Captain Cathie, coasting down the lagoon in the launch, had reported several fine wide valleys opening up into the hills, and Blair determined to try to induce some of the others to move farther down the coast and start fresh settlements there.
So far as Cathie had seen—and he was much too cautious to land until he knew more about what he might meet ashore—these valleys seemed unoccupied and capable of profitable occupation.
But Ha'o, when the idea was mooted, only shook his head mysteriously, and said they would never go there. No one lived there. No one ever had lived there. Farther down there were scattered communities, but the men rarely came up this way because they had made a practice of eating them whenever they got the chance. Over the mountains also there were villages, exclusive for the same reason.
And when Blair suggested the idea to Ra'a and the others, and offered to assist them in laying out taro fields and yam plantations, he was met in the same way. He could get nothing more out of them. The subject was so evidently distasteful that he determined to go and find out for himself, if possible, what the objectionable features were.
And so, very early one morning, he set off in one of the whale-boats, with Matti and Stuart and four men, and they pulled quietly along round the great frontlet of the hills till they came to the first opening into the hinterland, some five miles from the settlement.
Keeping a sharp look-out, they ran in on a fine white shell beach, and took cautious way up a wide valley from which the hills rolled back in long sweeping slopes, well bushed, and thick with palms. Gay flights of paraquets flashed in and out of the bushes, and the soft crooning of multitudinous wood-pigeons was like the humming of bees in a summer garden. A broad stream flowed through the valley, widening into silvery pools and glittering over broken shallows.
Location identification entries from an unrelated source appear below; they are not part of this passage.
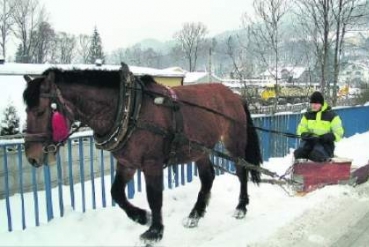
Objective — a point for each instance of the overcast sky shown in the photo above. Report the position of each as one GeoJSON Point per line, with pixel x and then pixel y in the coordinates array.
{"type": "Point", "coordinates": [122, 23]}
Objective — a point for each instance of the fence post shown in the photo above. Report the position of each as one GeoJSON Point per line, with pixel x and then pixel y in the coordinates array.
{"type": "Point", "coordinates": [6, 180]}
{"type": "Point", "coordinates": [20, 177]}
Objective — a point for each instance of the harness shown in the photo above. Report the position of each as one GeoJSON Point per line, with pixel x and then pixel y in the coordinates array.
{"type": "Point", "coordinates": [129, 105]}
{"type": "Point", "coordinates": [49, 145]}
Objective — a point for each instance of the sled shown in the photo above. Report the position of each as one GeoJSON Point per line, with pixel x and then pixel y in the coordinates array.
{"type": "Point", "coordinates": [310, 175]}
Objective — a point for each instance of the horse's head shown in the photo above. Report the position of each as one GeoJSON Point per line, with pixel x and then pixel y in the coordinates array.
{"type": "Point", "coordinates": [46, 127]}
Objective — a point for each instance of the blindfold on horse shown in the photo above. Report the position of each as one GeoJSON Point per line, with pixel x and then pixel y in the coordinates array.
{"type": "Point", "coordinates": [146, 126]}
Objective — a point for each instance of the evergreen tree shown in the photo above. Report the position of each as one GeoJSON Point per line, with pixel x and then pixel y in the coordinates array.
{"type": "Point", "coordinates": [96, 49]}
{"type": "Point", "coordinates": [10, 123]}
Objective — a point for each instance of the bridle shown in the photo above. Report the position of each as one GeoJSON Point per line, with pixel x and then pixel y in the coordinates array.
{"type": "Point", "coordinates": [46, 138]}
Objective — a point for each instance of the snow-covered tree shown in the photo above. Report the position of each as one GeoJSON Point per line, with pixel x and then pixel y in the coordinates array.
{"type": "Point", "coordinates": [10, 123]}
{"type": "Point", "coordinates": [96, 49]}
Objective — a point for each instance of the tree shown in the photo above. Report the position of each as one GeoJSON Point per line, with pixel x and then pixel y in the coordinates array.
{"type": "Point", "coordinates": [95, 49]}
{"type": "Point", "coordinates": [190, 39]}
{"type": "Point", "coordinates": [347, 14]}
{"type": "Point", "coordinates": [65, 47]}
{"type": "Point", "coordinates": [10, 123]}
{"type": "Point", "coordinates": [28, 16]}
{"type": "Point", "coordinates": [6, 22]}
{"type": "Point", "coordinates": [265, 29]}
{"type": "Point", "coordinates": [325, 23]}
{"type": "Point", "coordinates": [83, 47]}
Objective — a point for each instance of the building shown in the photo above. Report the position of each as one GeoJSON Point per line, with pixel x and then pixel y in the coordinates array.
{"type": "Point", "coordinates": [355, 74]}
{"type": "Point", "coordinates": [200, 77]}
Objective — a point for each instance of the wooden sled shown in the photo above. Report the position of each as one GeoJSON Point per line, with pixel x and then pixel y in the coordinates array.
{"type": "Point", "coordinates": [311, 175]}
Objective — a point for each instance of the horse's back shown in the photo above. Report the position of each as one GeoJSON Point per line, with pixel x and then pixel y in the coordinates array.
{"type": "Point", "coordinates": [210, 111]}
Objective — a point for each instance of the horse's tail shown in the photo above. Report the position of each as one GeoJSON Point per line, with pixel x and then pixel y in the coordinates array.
{"type": "Point", "coordinates": [252, 152]}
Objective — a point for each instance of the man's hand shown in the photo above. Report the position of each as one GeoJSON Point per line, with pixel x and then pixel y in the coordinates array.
{"type": "Point", "coordinates": [328, 137]}
{"type": "Point", "coordinates": [309, 137]}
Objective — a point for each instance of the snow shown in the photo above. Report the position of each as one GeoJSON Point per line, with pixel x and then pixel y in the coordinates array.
{"type": "Point", "coordinates": [38, 69]}
{"type": "Point", "coordinates": [274, 218]}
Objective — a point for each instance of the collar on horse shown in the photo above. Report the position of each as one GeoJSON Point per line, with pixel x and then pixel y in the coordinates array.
{"type": "Point", "coordinates": [129, 105]}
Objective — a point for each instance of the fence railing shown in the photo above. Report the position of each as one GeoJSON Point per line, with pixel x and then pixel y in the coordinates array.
{"type": "Point", "coordinates": [81, 176]}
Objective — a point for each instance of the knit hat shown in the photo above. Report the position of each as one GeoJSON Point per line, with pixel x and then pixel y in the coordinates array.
{"type": "Point", "coordinates": [317, 97]}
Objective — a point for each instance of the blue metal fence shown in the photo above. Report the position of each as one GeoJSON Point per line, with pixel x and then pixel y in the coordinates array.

"It's an ideal place," said Blair. "What on earth has kept them out of it?"
They passed cautiously on through the tangled undergrowth. In front was the sound of falling waters, an intermittent drenching splash, now heard, now lost, as though a raincloud burst and passed and came again; otherwise a wide and perfect silence, which the droning of the doves seemed but to accentuate.
Through dense tangles of lemon hibiscus, and crowding paw-paws, and stilted pandanus, and the gleaming boles of the palms, they saw the valley widen into a great arc, and caught glimpses of mighty walls of rock which marked the end of it. And presently they were standing below, and gazing up in awed amazement.
In the shadow of the cliff, with their backs to it and their faces to the sea, sat a row of gigantic stone figures, gazing out In solemn silence through the slow-waving tops of the palms, the ephemeral palms which had grown and died in countless generations, and had crept gradually nearer and nearer, since those grim figures first sat down there, with their backs to the cliff and their faces to the sea.